On September 29, 2020, CLS’ Center for Law and Religious Freedom filed an amicus brief with the Supreme Court in support of Uzuegbunam. In its brief, the Center argued that the award of nominal damages is an important form of judicial relief that provides a remedy to people whose rights have been violated. Nominal damages are a particularly important form of relief for college students, such as Uzuegbunam, whose rights are violated because they are likely to graduate in the years that it takes cases to wind their way through the court system. If relief for past violations (nominal damages) is tied to relief preventing future violations (injunctive and declaratory relief), then many students will be left with no ability to turn to the courts when their constitutional rights are violated.
On March 8, 2021, the U.S. Supreme Court sided with Uzuegbunam. The 8-1 decision, authored by Justice Clarence Thomas, said that Chike Uzuegbunam – who was silenced by Georgia Gwinnett College officials even after he had obtained a permit to proselytize and handout religious literature – can seek nominal damages despite the fact that the school ultimately changed course and Uzuegbunam subsequently graduated.
“For purposes of this appeal, it is undisputed that Uzuegbunam experienced a completed violation of his constitutional rights when respondents enforced their speech policies against him,” Thomas wrote. “Because ‘every violation [of a right] imports damage,’ … nominal damages can redress Uzuegbunam’s injury even if he cannot or chooses not to quantify that harm in economic terms.”
The Supreme Court reversed the Eleventh Circuit panel’s opinion, holding that “an award of nominal damages by itself can redress a past injury.” The Eleventh Circuit then reversed the district court’s dismissal and remanded the case for further proceedings consistent with the Supreme Court’s decision.

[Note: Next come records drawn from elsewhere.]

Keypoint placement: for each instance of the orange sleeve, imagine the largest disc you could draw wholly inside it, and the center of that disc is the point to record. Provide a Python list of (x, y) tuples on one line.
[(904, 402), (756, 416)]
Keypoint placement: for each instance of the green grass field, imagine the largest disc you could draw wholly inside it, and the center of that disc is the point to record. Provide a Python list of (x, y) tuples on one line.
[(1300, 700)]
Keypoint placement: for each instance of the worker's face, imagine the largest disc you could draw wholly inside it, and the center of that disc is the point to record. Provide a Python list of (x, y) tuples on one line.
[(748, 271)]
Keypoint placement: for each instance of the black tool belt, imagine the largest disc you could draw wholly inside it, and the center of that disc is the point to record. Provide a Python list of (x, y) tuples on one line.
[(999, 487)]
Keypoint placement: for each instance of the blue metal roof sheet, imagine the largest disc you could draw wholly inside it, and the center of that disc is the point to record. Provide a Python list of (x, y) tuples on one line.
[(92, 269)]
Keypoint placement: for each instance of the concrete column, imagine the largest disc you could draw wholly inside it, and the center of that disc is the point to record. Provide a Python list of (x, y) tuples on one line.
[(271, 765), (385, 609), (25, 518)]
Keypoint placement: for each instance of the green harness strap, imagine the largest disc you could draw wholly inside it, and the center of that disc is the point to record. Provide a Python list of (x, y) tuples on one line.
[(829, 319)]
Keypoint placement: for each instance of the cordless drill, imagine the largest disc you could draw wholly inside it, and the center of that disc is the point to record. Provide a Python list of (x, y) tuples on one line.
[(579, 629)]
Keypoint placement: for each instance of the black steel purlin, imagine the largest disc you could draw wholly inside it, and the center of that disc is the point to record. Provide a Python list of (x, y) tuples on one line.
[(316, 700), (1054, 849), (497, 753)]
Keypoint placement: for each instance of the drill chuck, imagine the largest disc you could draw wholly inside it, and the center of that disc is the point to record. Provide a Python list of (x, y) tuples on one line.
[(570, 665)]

Finding themselves back in the district court, on June 22, 2021, Defendants sought to obtain dismissal of the case by depositing nominal damages of $2 with the court and having it paid over to Plaintiffs. On December 22, 2021, the district court held that the proposed actions by Defendants would not moot the case and ruled the lawsuit should move forward on its merits. In so doing, the district court ruled that government officials cannot escape the U.S. Supreme Court’s decision that they can be held accountable for violating constitutionally protected freedoms.